Amuse-ing that’s for sure.

Wow! Did anyone hear there’s a recession on? Not at Amuse Bouche last night- never seen so many young blonde twiglets quaffing bubbly living the Fulham life – it hasn’t moved on a jot from the New Labour boom years nearly a decade and a half ago, when I was living the young single life in that part of town.

It’s surreal going back to somewhere that just hasn’t changed. i’ve always thought that part of town was rather bizarrely immune to trends of any description, carrying on regardless as London burns so to speak. Meanwhile my life has moved on so quickly. So to go back and get a snapshot of exactly what I’d been doing nearly two decades ago is a most peculiar experience. The girls all so immaculately dressed and coiffed, the boys all in polo ralph lauren tshirts or white stuff gear, lots of big white teeth, perfect smiles, lots of people believing they’re ‘it’.

I’m not saying it’s a bad thing, but just that I’ve had to grow out of it. We had dinner beforehand at Cote (I can’t drink on an empty stomach anymore), we left by 10.30, I was woken at six by two lively kids raring to go, and then cooked a lunch for ten today.

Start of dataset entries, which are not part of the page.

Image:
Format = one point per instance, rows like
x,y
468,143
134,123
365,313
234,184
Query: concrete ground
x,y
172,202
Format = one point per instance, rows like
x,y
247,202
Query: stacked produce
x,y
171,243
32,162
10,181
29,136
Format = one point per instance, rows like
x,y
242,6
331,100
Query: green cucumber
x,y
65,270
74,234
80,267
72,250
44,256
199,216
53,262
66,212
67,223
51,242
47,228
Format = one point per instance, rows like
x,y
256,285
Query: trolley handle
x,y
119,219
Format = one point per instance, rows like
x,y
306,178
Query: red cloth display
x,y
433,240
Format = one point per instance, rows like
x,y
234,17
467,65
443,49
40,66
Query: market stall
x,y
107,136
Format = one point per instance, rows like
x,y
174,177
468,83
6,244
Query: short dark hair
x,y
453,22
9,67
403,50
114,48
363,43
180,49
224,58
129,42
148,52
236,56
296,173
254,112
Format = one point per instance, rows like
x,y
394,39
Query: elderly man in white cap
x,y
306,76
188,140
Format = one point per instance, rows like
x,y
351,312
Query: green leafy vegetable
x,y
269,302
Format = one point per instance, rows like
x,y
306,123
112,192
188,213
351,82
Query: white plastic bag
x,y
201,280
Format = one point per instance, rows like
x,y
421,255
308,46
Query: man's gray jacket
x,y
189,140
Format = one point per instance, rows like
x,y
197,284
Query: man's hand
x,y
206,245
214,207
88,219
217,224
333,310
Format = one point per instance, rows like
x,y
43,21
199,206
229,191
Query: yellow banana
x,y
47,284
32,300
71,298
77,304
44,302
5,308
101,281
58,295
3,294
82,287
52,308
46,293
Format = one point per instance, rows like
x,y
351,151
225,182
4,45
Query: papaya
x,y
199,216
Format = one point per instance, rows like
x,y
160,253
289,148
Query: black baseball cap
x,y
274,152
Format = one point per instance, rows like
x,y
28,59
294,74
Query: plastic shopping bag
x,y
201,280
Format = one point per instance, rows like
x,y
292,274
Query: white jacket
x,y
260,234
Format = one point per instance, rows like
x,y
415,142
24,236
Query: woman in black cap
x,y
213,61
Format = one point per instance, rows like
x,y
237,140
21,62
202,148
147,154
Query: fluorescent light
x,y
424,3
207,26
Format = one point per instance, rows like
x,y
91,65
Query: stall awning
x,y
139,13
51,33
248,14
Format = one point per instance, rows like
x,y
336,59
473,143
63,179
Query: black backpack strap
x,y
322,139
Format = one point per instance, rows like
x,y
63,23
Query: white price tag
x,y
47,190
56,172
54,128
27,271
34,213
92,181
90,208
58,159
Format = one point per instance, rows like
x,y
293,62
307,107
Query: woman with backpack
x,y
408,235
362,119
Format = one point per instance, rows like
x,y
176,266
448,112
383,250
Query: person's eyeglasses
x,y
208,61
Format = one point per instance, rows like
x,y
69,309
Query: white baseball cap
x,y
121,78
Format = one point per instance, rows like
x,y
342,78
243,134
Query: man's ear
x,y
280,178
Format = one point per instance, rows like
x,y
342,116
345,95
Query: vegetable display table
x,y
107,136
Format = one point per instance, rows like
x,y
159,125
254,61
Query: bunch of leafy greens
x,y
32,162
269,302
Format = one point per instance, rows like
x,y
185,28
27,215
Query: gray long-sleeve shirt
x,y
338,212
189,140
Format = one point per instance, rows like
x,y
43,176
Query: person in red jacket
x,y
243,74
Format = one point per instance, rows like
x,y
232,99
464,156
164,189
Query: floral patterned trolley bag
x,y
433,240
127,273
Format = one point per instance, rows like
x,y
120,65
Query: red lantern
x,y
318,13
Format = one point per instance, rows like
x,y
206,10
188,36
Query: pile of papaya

Our friends by contrast stayed drinking fizz till close, went back to a mates and drank etc till dawn.

A watershed moment in life, but like the murphy’s, I’m not bitter, I had a decade or more of doing just that, and it’s great fun, I’m just not up to it anymore. I’ve also realised I’m a garrulous bore when I’m drunk – not a great look for me.

I must’ve moved on when I wasn’t looking.